J’embrasse tout aussi fermement et retiens pour vrai tout ce qui concerne la doctrine de la foi et la morale définitivement proposé par la même autorité.
Tout particulièrement, avec un respect religieux de la volonté et de l’intellect, j’adhère aux doctrines énoncées par le Pontife Romain ou par le Collège des Évêques, lorsqu’ils exercent le magistère authentique, même s’ils n’entendent pas les proclamer par un acte définitif.
Ce type de serment, particulièrement dans sa seconde partie, bâillonne, pour ainsi dire les prêtres et les évêques qui, à divers titres, participent aux débats sur des sujets litigieux, que ce soit en relation à des questions doctrinales, internes à l’Église, ou à des questions de morale étroitement liées au développement des sciences et des connaissances.
Nous savons que l’Esprit Saint distribue ses dons comme bon il lui semble, mais avec ce serment, imposé aux prêtres et aux évêques, Il est placé en situation plutôt inconfortable. Comment, en effet accorder le don de prophétie à des prêtres et évêques pour dénoncer et rappeler à ces mêmes autorités la priorité des exigences évangéliques sur celles des doctrines et mettre en relief certaines incohérences qui s'y manifestent? Comment peuvent-ils, ces mêmes prêtres et évêques donner suite aux dons de la science, du savoir et des connaissances, qui mettent en lumière des manières nouvelles de comprendre différemment certaines interprétations de la doctrine et même des Écritures, alors que la guillotine plane sur leur tête? Comment prendre librement la Parole, sans avoir peur d’être mis à la porte? Il est certain que l’Esprit ne se laisse pas conditionner par ces mesures.
C’est cruel à dire, mais nous avons une Église, dirigée, dans ses institutions, par des autorités dont on est en droit de se demander, parfois, si elles ont vraiment la foi en Jésus de Nazareth, en sa résurrection et en son Esprit. Elles agissent souvent comme si elles étaient celles qui édifient l’Église alors que nous savons que c’est le Christ ressuscité, Tête de cette Église, qui en assure l’édification. Elles s’enveloppent d’un protocole qui ferait rougir Jésus de honte. Leur confiance dans la présence et la protection du Ressuscité est à la hauteur des précautions qu’elles prennent pour assurer la protection de leurs hauts responsables et garantir, par des réserves monétaires substantielles, leurs lendemains. Nous sommes loin de la confiance que Jésus avait en son Père. Il s’en remettait à ce dernier pour assurer sa sécurité et sa subsistance. En somme, elles agissent souvent comme si le Ressuscité n’existait pas ou n’était tout simplement pas là. Pourtant, s’il y a une réalité fondamentale dans la foi chrétienne c’est bien cette résurrection de Jésus et sa présence à la tête de son Église."Je serai avec vous jusqu'à la fin des temps."

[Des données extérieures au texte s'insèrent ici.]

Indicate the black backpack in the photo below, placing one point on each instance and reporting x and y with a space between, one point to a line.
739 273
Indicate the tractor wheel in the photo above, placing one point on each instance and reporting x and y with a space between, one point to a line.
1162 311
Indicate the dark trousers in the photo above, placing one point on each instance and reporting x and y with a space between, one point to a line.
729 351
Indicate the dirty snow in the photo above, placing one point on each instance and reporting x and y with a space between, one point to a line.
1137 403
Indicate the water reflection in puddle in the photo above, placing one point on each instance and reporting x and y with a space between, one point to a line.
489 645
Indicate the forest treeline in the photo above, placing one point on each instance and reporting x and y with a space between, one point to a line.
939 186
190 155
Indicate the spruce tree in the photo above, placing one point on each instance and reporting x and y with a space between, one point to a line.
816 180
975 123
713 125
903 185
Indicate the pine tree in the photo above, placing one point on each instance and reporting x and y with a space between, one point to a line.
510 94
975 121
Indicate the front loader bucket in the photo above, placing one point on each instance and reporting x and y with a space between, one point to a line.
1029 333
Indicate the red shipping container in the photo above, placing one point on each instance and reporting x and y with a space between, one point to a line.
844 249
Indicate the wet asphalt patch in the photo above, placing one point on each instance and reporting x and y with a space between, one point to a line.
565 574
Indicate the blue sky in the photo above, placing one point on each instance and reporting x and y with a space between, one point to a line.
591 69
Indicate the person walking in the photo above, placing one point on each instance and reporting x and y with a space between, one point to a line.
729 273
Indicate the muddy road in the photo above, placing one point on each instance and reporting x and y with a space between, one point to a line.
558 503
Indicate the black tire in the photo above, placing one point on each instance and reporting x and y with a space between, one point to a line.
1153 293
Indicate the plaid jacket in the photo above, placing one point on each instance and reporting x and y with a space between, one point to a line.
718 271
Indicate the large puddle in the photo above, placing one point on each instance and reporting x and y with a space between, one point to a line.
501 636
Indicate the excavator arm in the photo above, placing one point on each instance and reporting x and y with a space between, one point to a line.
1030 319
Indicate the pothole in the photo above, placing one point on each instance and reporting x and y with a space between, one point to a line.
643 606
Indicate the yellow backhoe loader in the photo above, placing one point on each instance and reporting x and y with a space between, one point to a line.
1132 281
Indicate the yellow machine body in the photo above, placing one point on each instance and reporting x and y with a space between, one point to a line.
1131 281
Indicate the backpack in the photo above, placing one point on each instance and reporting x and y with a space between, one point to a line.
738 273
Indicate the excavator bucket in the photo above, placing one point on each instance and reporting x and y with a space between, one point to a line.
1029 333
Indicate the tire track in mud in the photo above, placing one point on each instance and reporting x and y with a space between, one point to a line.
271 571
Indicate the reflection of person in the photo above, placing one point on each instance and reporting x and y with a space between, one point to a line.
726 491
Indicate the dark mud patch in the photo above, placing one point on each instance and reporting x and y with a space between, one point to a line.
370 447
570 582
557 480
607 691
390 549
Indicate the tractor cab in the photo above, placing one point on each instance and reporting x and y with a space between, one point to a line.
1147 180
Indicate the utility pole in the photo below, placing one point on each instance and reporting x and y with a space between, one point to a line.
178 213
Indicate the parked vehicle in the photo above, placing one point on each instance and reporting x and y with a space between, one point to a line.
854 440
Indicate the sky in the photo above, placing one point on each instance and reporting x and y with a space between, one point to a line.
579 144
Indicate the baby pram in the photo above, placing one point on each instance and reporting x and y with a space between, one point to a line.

Heureusement des voix se font entendre aux quatre coins de la planète pour dénoncer les abus de pouvoir et rappeler l’essentiel du message évangélique. Il faut croire que le Ressuscité et son Esprit sont toujours là, bien actifs, agissant à travers des millions de personnes au service d’une Humanité nouvelle à bâtir.
«A l'un, c'est un discours de sagesse qui est donné par l'Esprit ; à tel autre un discours de science, selon le même Esprit ; A chacun la manifestation de l'Esprit est donnée en vue du bien commun; à un autre la foi, dans le même Esprit ; à tel autre les dons de guérisons, dans l'unique Esprit; à tel autre la puissance d'opérer des miracles ; à tel autre la prophétie ; à tel autre le discernement des esprits ; à un autre les diversités de langues, à tel autre le don de les interpréter. Mais tout cela, c'est l'unique et même Esprit qui l'opère, distribuant ses dons à chacun en particulier comme il l'entend. » (1Cor.12, 7-11) Vivant selon la vérité et dans la charité, nous grandirons de toutes manières vers Celui qui est la Tête, le Christ, » Éphésien 4, 11-15)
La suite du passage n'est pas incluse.